De onde mesmo?

Sorriu e se aproximou de mim, simpático. Falou meu nome, tentei a todo custo lembrar o dele, em vão. O rosto não era desconhecido, mas tive que me esforçar para lembrar que tipo de relação tivéramos e de onde o conhecia.

Perguntou coisas que me fizeram recordar que cursamos algumas matérias juntos quando entramos na universidade, embora estudássemos em cursos diferentes. O fio da memória foi puxando as situações do passado: ele me paquerava naquele tempo, mas era todo esquisito e eu não dava a menor bola.

Agora estava diferente, tinha encorpado, estava mais comunicativo, menos tímido, mais altivo. Acho que pela primeira vez reparei nele. Achei o rapaz bem bonito.

Tinha começado a trabalhar numa grande empresa desde que se formou, viajava muito a trabalho.
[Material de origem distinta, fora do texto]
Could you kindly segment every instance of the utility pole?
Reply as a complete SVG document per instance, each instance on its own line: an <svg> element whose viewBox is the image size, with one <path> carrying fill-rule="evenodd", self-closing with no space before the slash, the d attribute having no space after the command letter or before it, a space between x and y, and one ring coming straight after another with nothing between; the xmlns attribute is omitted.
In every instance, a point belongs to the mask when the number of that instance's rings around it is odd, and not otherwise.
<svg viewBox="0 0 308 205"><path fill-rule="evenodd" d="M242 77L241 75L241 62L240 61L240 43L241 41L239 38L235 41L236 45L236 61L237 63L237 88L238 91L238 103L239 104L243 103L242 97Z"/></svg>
Por acaso, íamos para o mesmo lugar e sentamos lado a lado.

Uso um travesseiro de viagem um tanto quanto ridículo, resultado de uma urgência, que atrai olhares e no início me fazia chamar a atenção mais do que gostava… Hoje em dia já me acostumei e acho até divertido o tanto de gente que puxa assunto, só por causa dele.

Com o rapaz não foi diferente… Logo que embarcamos, tirei da mochila o tal travesseiro. O moço perguntou algo e fez uma piadinha. Justifiquei dizendo que comprara durante uma viagem longa, pois não queria correr o risco de acordar no ombro da pessoa que estava sentada do meu lado: um senhor que insistia em tentar me fazer jogar fora o livro do Jorge Amado e me converter a sua religião, uma dessas numerosas neopentecostais ultraconservadoras (ai, que preguiça!).

Ele riu alto e espontâneo e disse que o tal senhor evangélico seria um baita sortudo se eu me apoiasse nele para dormir. Sorri entre tímida e presunçosa. Passei a gastar todo meu charme, jogando pra cima do rapaz, até que o assunto acabou e ele me propôs não usar o travesseiro naquela viagem, mas seu próprio ombro.

Não fiz cerimônias e encostei-me a ele. Passou o braço em volta da minha cintura, forte, uma pegada M-A-R-A-V-I-L-H-O-S-A, me beijou com uma vontade que parecia guardada há 10 anos.

Nos pegamos a viagem inteira. No desembarque nos despedimos sem trocar telefone ou qualquer outro contato. Ainda não lembro seu nome!